A friendship develops between the two as Sam brings out feelings in Andrew that have been buried for years. His growing love for Sam makes Andrew face his father (Ian Holm), the death of his mother, and the event of his childhood that altered his family forever.
Andrew’s metaphorical internal journey takes over the screen in an actual journey as Andrew, Sam and Mark travel across Jersey making stops at a hardware store, a hotel, and an infinite abyss.
The film is amazingly moving and effective and you just want to keep watching it over and over again. Filled with unbelievably great music and moments both funny and moving the film also containts some great supporting peformances by Jean Smart, Michael Weston, Denis O’Hare, Method Man and Geoffrey Arend as Handi-World worker Carl Benson.

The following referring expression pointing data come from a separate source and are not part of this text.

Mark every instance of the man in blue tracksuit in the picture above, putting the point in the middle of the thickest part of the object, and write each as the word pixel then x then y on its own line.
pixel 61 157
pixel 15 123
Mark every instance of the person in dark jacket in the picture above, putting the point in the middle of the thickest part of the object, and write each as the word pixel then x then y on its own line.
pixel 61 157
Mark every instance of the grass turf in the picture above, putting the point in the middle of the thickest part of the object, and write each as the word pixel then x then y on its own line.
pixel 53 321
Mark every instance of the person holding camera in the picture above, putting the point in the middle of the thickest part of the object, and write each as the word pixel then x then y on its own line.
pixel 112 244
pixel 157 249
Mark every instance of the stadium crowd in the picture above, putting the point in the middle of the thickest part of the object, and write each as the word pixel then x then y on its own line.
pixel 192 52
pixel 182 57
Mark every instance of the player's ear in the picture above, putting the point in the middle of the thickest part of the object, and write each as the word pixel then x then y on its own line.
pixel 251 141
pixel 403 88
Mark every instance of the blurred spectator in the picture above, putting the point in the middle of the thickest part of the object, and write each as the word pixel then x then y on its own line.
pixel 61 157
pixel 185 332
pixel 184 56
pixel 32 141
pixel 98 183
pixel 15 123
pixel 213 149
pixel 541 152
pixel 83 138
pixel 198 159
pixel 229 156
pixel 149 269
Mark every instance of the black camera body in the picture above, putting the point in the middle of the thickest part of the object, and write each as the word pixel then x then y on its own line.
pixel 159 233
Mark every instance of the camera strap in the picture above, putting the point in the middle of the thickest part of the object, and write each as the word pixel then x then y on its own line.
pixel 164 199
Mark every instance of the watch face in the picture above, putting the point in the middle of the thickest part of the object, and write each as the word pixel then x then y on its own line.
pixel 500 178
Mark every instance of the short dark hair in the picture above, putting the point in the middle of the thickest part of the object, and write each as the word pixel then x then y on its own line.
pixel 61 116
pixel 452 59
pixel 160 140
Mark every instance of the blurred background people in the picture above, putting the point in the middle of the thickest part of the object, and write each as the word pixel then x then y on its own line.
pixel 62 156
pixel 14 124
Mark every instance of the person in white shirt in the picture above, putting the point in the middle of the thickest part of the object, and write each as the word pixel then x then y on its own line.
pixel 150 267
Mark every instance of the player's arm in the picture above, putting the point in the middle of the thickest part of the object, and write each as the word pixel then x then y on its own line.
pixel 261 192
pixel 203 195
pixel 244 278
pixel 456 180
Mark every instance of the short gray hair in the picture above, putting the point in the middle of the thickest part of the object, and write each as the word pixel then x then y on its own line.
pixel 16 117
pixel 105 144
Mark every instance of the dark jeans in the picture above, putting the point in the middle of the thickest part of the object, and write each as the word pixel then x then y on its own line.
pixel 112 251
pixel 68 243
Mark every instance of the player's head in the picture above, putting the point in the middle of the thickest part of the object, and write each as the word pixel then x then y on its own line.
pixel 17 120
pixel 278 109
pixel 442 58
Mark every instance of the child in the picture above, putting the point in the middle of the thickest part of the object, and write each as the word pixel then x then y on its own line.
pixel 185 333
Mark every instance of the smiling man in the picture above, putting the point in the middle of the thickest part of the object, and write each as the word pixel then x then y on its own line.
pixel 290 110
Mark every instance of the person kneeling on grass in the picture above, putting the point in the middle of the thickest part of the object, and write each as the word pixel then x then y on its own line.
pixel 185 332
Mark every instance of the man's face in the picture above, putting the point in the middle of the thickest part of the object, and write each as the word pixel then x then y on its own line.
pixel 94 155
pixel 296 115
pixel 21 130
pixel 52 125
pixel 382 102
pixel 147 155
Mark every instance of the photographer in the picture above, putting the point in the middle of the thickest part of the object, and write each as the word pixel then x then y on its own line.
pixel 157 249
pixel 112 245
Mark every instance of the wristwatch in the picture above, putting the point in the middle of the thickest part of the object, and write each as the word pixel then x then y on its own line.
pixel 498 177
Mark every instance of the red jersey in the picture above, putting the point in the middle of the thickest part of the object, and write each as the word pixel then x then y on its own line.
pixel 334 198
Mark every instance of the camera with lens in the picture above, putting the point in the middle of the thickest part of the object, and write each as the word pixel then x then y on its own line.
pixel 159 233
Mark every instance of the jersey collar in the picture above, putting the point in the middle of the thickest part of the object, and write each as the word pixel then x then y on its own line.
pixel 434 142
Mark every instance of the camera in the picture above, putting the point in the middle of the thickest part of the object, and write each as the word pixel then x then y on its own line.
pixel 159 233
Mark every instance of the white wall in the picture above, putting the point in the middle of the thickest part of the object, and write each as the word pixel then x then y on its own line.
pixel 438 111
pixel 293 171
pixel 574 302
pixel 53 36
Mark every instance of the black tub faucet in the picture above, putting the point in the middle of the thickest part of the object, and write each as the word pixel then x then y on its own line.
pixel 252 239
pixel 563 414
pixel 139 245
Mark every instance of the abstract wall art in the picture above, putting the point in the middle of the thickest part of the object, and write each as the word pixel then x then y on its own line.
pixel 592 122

If you want to see how great a film Garden State is compare it to Cameron Crowe’s Elizabethtown. Braff’s first film predates Crowe’s eighth film by a year and is superior in almost every single way in a similar story about a son's return home to face the death of a parent and start a new romance. Braff doesn’t have all the answers and leaves the film open-ended (much like Crowe’s Say Anything…) as to what will happen between these two characters. What he does have is a great eye for romantic comedy, and provides us one of the best recent examples of the genre.